Trump is facing 'hell' as '17-point play-by-play' of his crimes lands in the public's lap: professor
Gage Skidmore.

On Wednesday, writing for Newsweek, Roosevelt University political science professor David Faris broke down the problems awaiting former President Donald Trump as the House Select Committee on January 6 is preparing to release its final report.

That report, Faris argued, is going to be a legal and political nightmare for Trump on a level he hasn't faced before.

"A withering, 17-point play-by-play of Trump's alleged crimes appears at the beginning of the committee's 154-page executive summary," wrote Faris. "It details how Trump and his minions conspired to produce fake allegations of election fraud, attempted to unlawfully create alternate slates of electors to submit to Congress, pressured officials at DOJ to make false statements, leaned on state officials to alter their election results, strong-armed members of Congress into objecting to those results, knowingly sent an armed crowd to the Capitol from his rally on Jan. 6, 2021, sent an inflammatory tweet that put former Vice President Mike Pence in mortal danger during the riot and then unconscionably sat on his hands watching the mayhem on television instead of using the powers of his office to stop it."

"I understand and appreciate the trepidation of those who, while they believe Trump committed these crimes, feel that his prosecution could dangerously inflame his supporters, further polarize the country and perhaps lead to sustained violence," wrote Faris. "No one thinks that prosecuting or jailing a former president should be done capriciously, nor should anyone have any illusions that a successful prosecution will somehow break the fever of conspiratorial thinking and paranoia that now grips the GOP base. But these objections are misguided and no longer rooted in any objective reading of the situation."

READ MORE: Lawyers withdraw subpoena for Katie Hobbs hours after Kari Lake boasted she'd be forced to testify

Ultimately, he wrote, the four-count criminal referral the House just sent to the Justice Department for Trump is warranted, and serious.

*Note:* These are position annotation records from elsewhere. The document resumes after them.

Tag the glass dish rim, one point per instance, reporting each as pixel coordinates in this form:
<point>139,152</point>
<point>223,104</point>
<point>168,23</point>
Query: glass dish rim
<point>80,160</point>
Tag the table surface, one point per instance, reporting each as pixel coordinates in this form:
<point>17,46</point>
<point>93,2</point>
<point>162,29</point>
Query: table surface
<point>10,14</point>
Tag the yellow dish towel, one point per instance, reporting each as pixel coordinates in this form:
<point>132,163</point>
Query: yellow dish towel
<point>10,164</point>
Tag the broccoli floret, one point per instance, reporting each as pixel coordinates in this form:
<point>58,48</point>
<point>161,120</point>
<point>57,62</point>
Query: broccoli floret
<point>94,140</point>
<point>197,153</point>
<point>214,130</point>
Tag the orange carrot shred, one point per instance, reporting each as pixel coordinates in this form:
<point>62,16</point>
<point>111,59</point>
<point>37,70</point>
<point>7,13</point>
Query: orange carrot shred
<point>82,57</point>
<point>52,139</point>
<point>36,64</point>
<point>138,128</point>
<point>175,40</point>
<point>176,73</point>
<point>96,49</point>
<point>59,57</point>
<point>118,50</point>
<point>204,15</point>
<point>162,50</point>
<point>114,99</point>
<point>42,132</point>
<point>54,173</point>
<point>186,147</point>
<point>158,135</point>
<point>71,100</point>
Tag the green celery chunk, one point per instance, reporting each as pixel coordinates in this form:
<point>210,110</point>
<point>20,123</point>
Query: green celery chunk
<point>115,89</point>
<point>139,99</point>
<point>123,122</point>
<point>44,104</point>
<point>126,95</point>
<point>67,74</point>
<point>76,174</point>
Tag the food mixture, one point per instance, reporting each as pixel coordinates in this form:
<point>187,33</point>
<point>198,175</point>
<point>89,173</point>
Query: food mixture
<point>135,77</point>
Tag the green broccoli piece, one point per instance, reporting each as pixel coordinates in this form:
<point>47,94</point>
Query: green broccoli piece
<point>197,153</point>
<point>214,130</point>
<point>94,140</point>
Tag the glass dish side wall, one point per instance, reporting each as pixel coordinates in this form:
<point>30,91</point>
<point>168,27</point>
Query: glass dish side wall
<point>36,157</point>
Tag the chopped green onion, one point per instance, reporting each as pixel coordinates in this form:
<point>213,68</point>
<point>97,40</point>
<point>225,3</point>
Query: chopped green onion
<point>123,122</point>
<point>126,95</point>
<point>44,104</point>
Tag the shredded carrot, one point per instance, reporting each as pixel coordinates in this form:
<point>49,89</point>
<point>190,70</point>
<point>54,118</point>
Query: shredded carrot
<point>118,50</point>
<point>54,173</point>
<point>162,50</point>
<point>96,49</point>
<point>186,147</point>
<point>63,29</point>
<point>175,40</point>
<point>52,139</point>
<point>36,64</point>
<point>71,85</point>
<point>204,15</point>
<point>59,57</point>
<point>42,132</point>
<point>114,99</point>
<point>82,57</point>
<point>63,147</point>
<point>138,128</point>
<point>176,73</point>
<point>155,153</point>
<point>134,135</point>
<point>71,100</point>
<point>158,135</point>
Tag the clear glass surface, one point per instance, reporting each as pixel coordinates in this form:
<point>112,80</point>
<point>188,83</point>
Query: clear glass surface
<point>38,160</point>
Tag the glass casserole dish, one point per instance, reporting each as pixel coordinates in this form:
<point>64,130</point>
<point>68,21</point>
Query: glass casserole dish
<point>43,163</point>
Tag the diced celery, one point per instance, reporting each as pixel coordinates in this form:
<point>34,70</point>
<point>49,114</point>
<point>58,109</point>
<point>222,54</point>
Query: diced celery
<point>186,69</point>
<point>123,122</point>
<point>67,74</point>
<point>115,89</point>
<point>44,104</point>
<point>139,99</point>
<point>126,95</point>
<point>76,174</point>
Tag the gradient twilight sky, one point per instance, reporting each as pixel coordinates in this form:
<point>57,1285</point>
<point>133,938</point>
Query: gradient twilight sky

"Now, the DOJ is under no obligation to act on the committee's recommendations. In July 2016, after then-FBI Director James Comey announced that there would be no prosecution of Democratic Party presidential nominee Hillary Clinton for her use of a private email server while serving as secretary of state, the GOP heads of the House Judiciary and Oversight Committees made criminal referrals to the DOJ about her marathon testimony in October 2015 for a special House panel on the Benghazi incident," concluded Faris. "That referral went nowhere. Trump, on the other hand, is almost certainly about to go through hell."